Verticillium is a genus of fungi in the division Ascomycota, and are an anamorphic form of the Plectosphaerellaceae family. Presently, the genus is thought to contain 51 species and may be broadly divided into three ecologically based groups 1) mycopathogens 2) entomopathogens and 3) plant pathogens and related saprotrophs. It grows fast in rotting habitat, soil, straw and various arthropods and is also an occasional cause of infection found on human cornea.

Wallemia

Wallemia sebi is one of the so called xerophilic molds, and can therefore grow under relatively dry conditions with low water activity. Wallemia sebi has a world-wide distribution. Walemia is common in indoor environments and has been isolated from jams, dates, bread, cakes, salted beans and fish, bacon, fruits, soil, hay, and textiles.

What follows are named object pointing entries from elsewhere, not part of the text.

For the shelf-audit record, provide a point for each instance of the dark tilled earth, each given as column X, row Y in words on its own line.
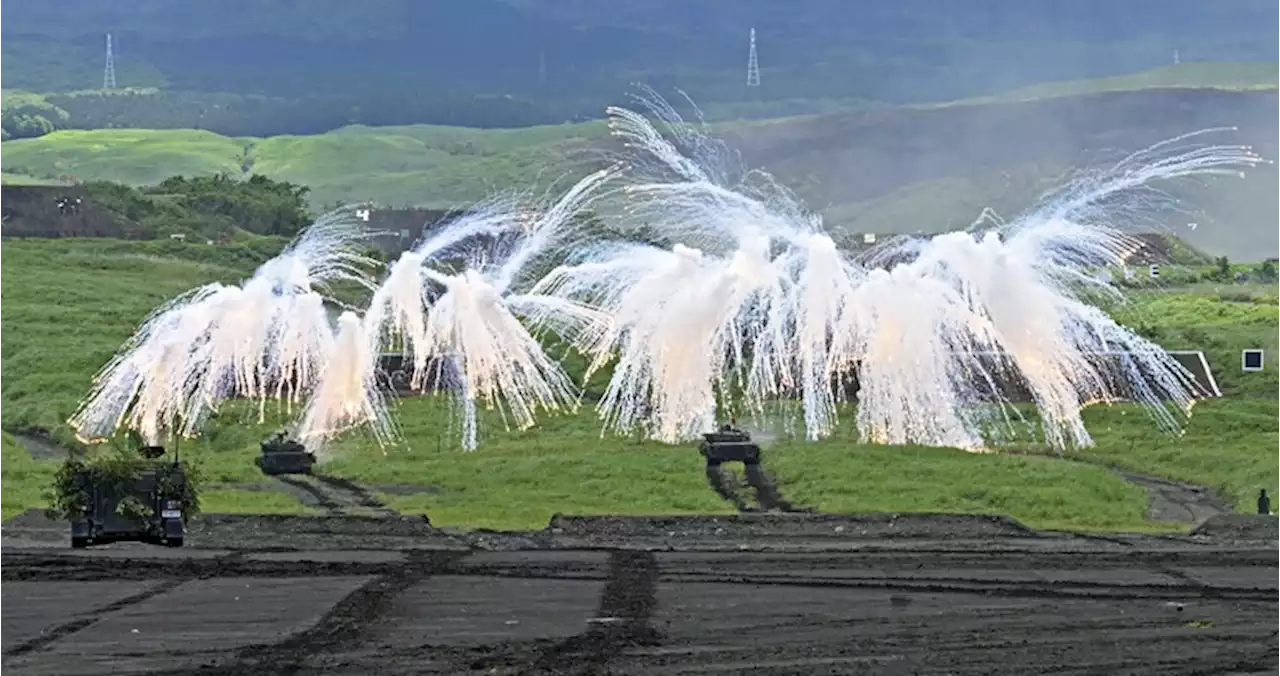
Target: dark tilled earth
column 792, row 594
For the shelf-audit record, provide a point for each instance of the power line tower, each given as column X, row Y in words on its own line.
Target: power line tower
column 109, row 73
column 753, row 65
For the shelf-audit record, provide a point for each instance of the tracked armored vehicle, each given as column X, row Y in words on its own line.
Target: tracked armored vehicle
column 731, row 444
column 282, row 456
column 145, row 506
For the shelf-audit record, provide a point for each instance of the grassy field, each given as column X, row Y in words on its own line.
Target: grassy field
column 1196, row 74
column 69, row 304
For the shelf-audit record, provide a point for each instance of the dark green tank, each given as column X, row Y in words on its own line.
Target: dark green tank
column 147, row 506
column 282, row 455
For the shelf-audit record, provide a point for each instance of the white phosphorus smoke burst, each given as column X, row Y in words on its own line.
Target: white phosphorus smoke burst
column 469, row 321
column 753, row 292
column 720, row 292
column 263, row 339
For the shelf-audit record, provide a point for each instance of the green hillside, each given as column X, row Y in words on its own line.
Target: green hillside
column 69, row 304
column 877, row 169
column 1203, row 74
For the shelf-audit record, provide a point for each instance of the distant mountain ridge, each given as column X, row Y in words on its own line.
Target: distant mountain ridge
column 908, row 50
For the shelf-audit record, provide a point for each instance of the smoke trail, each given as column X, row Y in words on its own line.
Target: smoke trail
column 220, row 341
column 722, row 309
column 347, row 396
column 470, row 320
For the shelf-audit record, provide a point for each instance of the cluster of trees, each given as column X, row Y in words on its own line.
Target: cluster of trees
column 30, row 120
column 211, row 208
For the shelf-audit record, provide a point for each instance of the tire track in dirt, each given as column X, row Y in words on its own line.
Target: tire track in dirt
column 67, row 629
column 337, row 497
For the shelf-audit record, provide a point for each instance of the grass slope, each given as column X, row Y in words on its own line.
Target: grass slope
column 69, row 304
column 885, row 170
column 1233, row 76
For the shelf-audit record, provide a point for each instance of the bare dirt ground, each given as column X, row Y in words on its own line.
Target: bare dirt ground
column 760, row 594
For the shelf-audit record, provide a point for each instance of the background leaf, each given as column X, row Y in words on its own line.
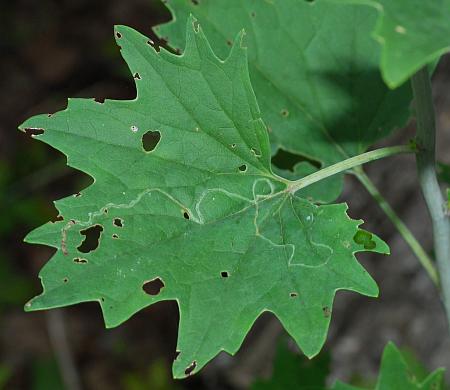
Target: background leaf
column 412, row 33
column 315, row 70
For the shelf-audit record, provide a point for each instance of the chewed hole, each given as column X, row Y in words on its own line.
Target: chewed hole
column 33, row 131
column 242, row 168
column 92, row 238
column 154, row 286
column 150, row 140
column 190, row 368
column 118, row 222
column 79, row 260
column 364, row 238
column 256, row 152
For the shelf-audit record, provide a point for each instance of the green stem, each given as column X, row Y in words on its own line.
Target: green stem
column 400, row 225
column 345, row 165
column 426, row 166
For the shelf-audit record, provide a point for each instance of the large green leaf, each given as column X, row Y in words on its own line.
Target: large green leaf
column 200, row 219
column 412, row 33
column 315, row 70
column 397, row 373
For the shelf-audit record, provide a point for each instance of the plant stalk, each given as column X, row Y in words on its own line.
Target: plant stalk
column 426, row 166
column 415, row 246
column 347, row 164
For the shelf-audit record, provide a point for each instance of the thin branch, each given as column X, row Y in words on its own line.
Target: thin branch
column 426, row 166
column 415, row 246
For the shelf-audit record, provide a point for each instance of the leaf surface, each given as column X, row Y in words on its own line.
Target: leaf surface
column 412, row 33
column 314, row 67
column 185, row 207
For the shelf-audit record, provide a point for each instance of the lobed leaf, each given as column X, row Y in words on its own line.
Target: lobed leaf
column 412, row 34
column 315, row 70
column 185, row 207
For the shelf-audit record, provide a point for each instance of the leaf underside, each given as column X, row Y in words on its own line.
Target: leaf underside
column 185, row 207
column 314, row 67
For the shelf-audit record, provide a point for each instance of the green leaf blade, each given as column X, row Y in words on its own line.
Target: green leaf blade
column 201, row 213
column 314, row 68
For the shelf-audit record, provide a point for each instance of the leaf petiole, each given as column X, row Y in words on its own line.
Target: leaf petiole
column 347, row 164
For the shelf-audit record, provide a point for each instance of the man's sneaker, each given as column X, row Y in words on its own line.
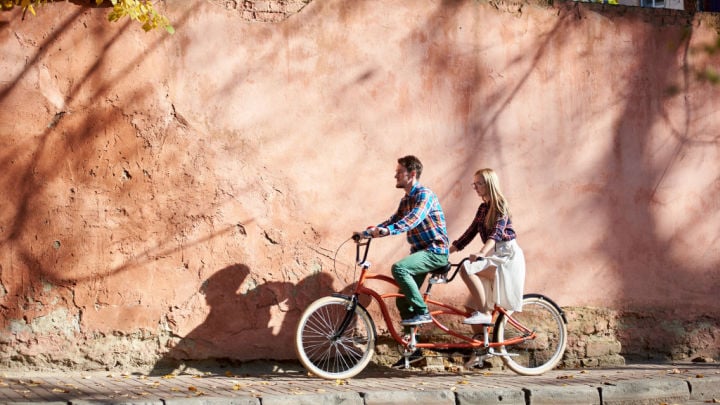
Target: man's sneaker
column 417, row 320
column 414, row 358
column 478, row 318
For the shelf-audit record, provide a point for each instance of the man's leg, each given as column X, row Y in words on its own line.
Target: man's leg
column 410, row 273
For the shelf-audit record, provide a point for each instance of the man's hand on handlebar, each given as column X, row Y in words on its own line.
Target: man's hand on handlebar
column 474, row 258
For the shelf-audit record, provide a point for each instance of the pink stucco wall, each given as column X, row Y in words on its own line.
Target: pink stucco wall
column 188, row 192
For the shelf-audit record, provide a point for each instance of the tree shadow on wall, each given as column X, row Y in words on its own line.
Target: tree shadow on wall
column 258, row 324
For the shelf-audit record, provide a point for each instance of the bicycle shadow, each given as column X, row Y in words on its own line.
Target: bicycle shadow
column 248, row 322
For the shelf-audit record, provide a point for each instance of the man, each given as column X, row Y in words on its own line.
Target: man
column 421, row 217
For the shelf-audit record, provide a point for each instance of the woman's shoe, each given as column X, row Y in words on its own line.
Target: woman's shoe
column 478, row 318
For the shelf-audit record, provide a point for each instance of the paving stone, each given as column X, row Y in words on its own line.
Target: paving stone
column 410, row 397
column 491, row 396
column 666, row 390
column 704, row 389
column 552, row 395
column 337, row 398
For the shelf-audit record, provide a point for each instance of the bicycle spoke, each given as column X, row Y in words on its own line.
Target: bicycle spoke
column 541, row 353
column 325, row 353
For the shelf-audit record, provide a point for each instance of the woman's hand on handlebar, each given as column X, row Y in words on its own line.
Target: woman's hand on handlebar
column 372, row 232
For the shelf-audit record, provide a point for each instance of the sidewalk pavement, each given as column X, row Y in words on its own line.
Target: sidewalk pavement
column 280, row 383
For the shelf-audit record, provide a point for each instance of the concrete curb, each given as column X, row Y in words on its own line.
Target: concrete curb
column 638, row 384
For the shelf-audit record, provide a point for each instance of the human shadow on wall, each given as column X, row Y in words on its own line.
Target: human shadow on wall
column 258, row 324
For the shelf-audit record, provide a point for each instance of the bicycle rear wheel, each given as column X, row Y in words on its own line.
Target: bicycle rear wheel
column 544, row 352
column 328, row 354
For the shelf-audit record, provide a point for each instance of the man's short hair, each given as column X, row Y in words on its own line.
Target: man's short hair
column 411, row 163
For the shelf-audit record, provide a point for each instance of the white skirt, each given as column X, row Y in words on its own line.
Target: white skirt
column 507, row 290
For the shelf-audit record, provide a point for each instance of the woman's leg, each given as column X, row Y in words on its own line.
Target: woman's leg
column 477, row 291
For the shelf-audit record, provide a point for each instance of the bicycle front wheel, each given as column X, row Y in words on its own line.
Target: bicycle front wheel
column 326, row 351
column 544, row 352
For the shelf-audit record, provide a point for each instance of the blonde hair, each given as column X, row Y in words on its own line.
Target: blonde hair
column 498, row 204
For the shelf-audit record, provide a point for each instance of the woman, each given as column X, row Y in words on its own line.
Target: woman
column 496, row 273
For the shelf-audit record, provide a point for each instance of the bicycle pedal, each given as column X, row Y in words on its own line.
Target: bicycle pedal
column 438, row 280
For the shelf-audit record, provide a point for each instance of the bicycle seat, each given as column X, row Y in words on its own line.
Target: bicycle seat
column 442, row 270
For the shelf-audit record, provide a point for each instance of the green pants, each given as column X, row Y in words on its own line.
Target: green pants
column 410, row 274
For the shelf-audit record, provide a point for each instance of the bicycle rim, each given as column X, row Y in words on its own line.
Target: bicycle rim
column 327, row 356
column 538, row 355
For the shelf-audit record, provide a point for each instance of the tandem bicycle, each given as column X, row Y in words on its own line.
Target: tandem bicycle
column 336, row 335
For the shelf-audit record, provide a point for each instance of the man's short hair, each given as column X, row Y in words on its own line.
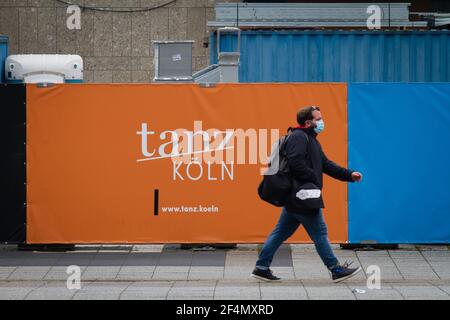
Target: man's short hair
column 305, row 114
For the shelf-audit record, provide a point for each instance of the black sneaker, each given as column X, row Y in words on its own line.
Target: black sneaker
column 264, row 275
column 343, row 272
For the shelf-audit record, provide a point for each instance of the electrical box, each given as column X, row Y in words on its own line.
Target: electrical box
column 173, row 60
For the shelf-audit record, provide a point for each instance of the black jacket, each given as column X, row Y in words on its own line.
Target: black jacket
column 307, row 161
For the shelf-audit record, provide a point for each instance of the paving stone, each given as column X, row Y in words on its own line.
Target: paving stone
column 421, row 291
column 29, row 273
column 335, row 292
column 136, row 273
column 100, row 273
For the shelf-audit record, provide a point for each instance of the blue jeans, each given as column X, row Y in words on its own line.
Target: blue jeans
column 315, row 227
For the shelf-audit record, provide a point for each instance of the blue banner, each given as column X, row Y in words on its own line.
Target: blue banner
column 399, row 138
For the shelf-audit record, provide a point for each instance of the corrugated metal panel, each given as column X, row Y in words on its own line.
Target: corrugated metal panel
column 3, row 55
column 341, row 56
column 309, row 14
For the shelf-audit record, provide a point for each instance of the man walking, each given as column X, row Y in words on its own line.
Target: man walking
column 307, row 162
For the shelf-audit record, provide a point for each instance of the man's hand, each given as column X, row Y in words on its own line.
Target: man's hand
column 357, row 176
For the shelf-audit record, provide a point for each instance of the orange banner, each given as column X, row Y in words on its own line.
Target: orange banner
column 168, row 163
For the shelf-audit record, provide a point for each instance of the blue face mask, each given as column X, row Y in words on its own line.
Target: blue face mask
column 320, row 125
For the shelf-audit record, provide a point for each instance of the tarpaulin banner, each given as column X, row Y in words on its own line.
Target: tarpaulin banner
column 12, row 163
column 399, row 138
column 168, row 163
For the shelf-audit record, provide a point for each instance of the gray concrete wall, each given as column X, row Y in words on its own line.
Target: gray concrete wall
column 116, row 47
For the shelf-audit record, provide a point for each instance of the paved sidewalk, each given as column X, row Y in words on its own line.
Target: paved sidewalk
column 167, row 272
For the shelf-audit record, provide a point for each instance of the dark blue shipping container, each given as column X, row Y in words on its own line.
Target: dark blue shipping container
column 340, row 56
column 3, row 55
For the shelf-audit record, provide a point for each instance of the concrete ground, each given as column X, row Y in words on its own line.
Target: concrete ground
column 167, row 272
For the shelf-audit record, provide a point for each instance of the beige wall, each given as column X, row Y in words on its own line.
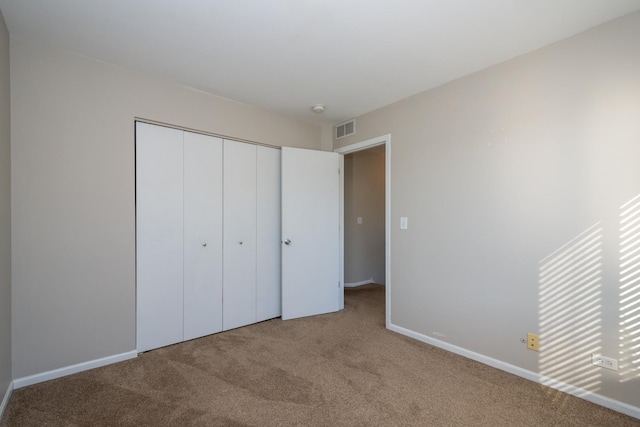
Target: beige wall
column 364, row 197
column 5, row 213
column 73, row 195
column 499, row 170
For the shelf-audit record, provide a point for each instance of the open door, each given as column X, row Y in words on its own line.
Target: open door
column 311, row 280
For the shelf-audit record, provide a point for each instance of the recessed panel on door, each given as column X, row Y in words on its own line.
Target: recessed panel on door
column 268, row 235
column 159, row 236
column 202, row 235
column 239, row 247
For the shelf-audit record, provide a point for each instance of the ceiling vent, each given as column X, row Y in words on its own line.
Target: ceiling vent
column 346, row 129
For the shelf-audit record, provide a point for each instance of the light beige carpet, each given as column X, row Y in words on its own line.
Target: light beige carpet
column 340, row 369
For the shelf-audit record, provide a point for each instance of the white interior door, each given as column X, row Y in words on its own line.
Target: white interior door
column 310, row 232
column 239, row 271
column 159, row 236
column 202, row 235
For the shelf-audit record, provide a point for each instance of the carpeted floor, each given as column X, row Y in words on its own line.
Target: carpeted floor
column 340, row 369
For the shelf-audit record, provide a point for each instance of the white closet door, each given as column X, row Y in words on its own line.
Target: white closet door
column 202, row 235
column 268, row 232
column 239, row 247
column 159, row 235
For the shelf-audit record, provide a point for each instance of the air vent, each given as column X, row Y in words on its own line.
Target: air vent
column 346, row 129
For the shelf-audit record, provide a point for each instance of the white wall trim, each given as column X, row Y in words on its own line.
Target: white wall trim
column 73, row 369
column 360, row 283
column 5, row 400
column 370, row 143
column 592, row 397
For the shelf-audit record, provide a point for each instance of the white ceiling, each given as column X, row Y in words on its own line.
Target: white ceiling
column 353, row 56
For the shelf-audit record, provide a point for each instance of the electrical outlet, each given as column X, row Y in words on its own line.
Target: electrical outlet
column 604, row 362
column 533, row 342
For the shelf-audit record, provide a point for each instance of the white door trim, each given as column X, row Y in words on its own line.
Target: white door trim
column 363, row 145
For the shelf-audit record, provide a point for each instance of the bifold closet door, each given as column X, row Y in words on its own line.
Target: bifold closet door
column 268, row 234
column 202, row 235
column 159, row 236
column 239, row 245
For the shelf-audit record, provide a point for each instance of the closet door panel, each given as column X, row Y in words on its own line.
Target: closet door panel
column 202, row 235
column 159, row 238
column 239, row 271
column 268, row 234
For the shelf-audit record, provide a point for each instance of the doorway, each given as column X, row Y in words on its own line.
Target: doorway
column 360, row 224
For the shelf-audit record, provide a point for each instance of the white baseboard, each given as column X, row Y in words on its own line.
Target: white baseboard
column 353, row 285
column 73, row 369
column 5, row 400
column 596, row 398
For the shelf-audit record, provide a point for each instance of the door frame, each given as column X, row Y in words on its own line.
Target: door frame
column 352, row 148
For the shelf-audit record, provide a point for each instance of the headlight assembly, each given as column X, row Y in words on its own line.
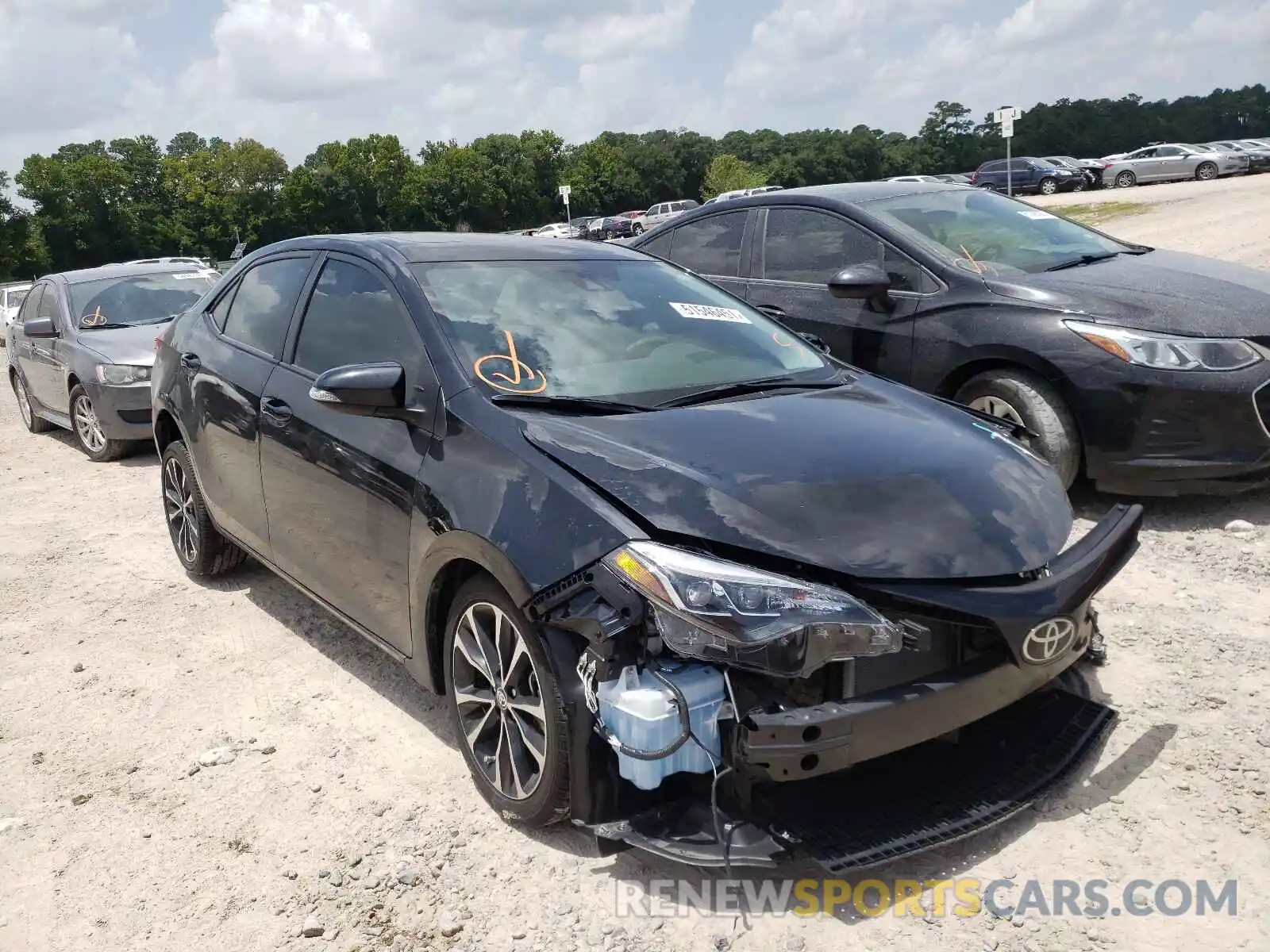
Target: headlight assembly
column 729, row 613
column 1166, row 352
column 121, row 374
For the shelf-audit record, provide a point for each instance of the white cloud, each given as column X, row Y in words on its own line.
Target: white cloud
column 298, row 73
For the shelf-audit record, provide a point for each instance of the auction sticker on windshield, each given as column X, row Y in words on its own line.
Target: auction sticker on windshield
column 704, row 313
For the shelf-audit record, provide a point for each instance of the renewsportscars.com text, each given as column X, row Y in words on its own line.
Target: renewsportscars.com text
column 962, row 896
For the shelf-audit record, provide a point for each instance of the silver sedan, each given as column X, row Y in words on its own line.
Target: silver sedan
column 1172, row 162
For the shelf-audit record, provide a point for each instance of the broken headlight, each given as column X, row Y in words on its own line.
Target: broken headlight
column 729, row 613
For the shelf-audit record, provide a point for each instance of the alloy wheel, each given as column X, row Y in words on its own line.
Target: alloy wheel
column 19, row 390
column 499, row 700
column 88, row 427
column 996, row 406
column 178, row 501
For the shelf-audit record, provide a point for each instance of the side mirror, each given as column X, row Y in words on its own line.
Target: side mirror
column 816, row 342
column 362, row 390
column 863, row 282
column 40, row 328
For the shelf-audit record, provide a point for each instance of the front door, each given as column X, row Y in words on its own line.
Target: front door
column 340, row 489
column 44, row 367
column 800, row 249
column 225, row 361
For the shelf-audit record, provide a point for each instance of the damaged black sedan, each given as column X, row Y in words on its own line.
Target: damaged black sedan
column 686, row 581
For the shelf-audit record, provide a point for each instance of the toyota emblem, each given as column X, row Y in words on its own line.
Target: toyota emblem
column 1049, row 640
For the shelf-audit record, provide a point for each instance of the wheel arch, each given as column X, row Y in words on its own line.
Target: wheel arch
column 1005, row 359
column 455, row 558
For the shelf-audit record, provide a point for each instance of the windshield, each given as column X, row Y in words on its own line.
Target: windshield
column 605, row 329
column 137, row 298
column 988, row 234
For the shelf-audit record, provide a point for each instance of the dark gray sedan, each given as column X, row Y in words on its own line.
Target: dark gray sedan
column 82, row 348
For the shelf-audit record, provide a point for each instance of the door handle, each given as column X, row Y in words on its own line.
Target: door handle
column 276, row 410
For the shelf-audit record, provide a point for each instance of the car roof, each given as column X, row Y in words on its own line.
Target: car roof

It is also common in agricultural environments where it is suspected to be one of the causes of farmer's lung disease and other human allergies. It also produces a mycotoxin called walleminol A. Although, not much is known yet about this toxin or its health effects on humans.

Yeast

Mold and yeast are two groups of plants in the fungus family. Both groups can cause allergic reactions. Fungal spores can circulate in the air and may cause allergic rhinitis when inhaled. Yeasts are unicellular, although some species with yeast forms may become multicellular through the formation of a string of connected budding cells known as pseudohyphae, or false hyphae, as seen in most molds. Yeast size can vary greatly depending on the species, typically measuring 3–4 µm in diameter, although some yeasts can reach over 40 µm. Some species of yeast are opportunistic pathogens where they can cause infection in people with compromised immune systems.